Ma quando vidi che non procedevano con dirittura rispetto alla verità del Vangelo, io dissi a Cefa in presenza di tutti: se tu, che sei Giudeo, vivi alla Gentile e non alla giudaica, come mai costringi i Gentili a giudaizzare?
Maar als ik zag, dat zij niet recht wandelden naar de waarheid van het Evangelie, zeide ik tot Petrus in aller tegenwoordigheid: Indien gij, die een Jood zijt, naar heidense wijze leeft, en niet naar Joodse wijze, waarom noodzaakt gij de heidenen naar de Joodse wijze te leven?

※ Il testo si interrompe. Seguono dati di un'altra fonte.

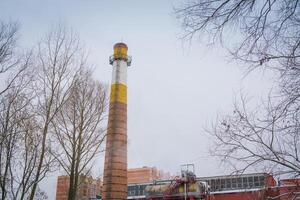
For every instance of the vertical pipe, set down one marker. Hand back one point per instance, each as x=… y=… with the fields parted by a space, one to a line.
x=115 y=165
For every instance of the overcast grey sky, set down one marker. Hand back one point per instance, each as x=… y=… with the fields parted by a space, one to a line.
x=174 y=89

Noi che siam Giudei di nascita e non peccatori di fra i Gentili,
Wij zijn van nature Joden, en niet zondaars uit de heidenen;
avendo pur nondimeno riconosciuto che l’uomo non è giustificato per le opere della legge ma lo è soltanto per mezzo della fede in Cristo Gesù, abbiamo anche noi creduto in Cristo Gesù affin d’esser giustificati per la fede in Cristo e non per le opere della legge, poiché per le opere della legge nessuna carne sarà giustificata.

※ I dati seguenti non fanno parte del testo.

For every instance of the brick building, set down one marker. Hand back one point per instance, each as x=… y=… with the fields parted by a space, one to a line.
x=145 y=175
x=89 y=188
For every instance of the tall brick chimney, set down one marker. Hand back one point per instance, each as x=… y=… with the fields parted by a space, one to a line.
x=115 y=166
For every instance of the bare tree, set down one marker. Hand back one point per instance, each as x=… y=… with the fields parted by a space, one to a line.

Doch wetende, dat de mens niet gerechtvaardigd wordt uit de werken der wet, maar door het geloof van Jezus Christus, zo hebben wij ook in Christus Jezus geloofd, opdat wij zouden gerechtvaardigd worden uit het geloof van Christus, en niet uit de werken der wet; daarom dat uit de werken der wet geen vlees zal gerechtvaardigd worden.
Ma se nel cercare d’esser giustificati in Cristo, siamo anche noi trovati peccatori, Cristo è Egli un ministro di peccato? Così non sia.
Maar indien wij, die in Christus zoeken gerechtvaardigd te worden, ook zelven zondaars bevonden worden, is dan Christus een dienaar der zonde? Dat zij verre.
Perché se io riedifico le cose che ho distrutte, mi dimostro trasgressore.
Want indien ik, hetgeen ik afgebroken heb, datzelve wederom opbouw, zo stel ik mijzelven tot een overtreder.
Poiché per mezzo della legge io sono morto alla legge per vivere a Dio.
Want ik ben door de wet der wet gestorven, opdat ik Gode leven zou.
Sono stato crocifisso con Cristo, e non son più io che vivo, ma è Cristo che vive in me; e la vita che vivo ora nella carne, la vivo nella fede nel Figliuol di Dio il quale m’ha amato, e ha dato se stesso per me.
Ik ben met Christus gekruist; en ik leef, doch niet meer ik, maar Christus leeft in mij; en hetgeen ik nu in het vlees leef, dat leef ik door het geloof des Zoons van God, Die mij liefgehad heeft, en Zichzelven voor mij overgegeven heeft.
Io non annullo la grazia di Dio; perché se la giustizia si ottiene per mezzo della legge, Cristo è dunque morto inutilmente.
Ik doe de genade Gods niet te niet; want indien de rechtvaardigheid door de wet is, zo is dan Christus tevergeefs gestorven.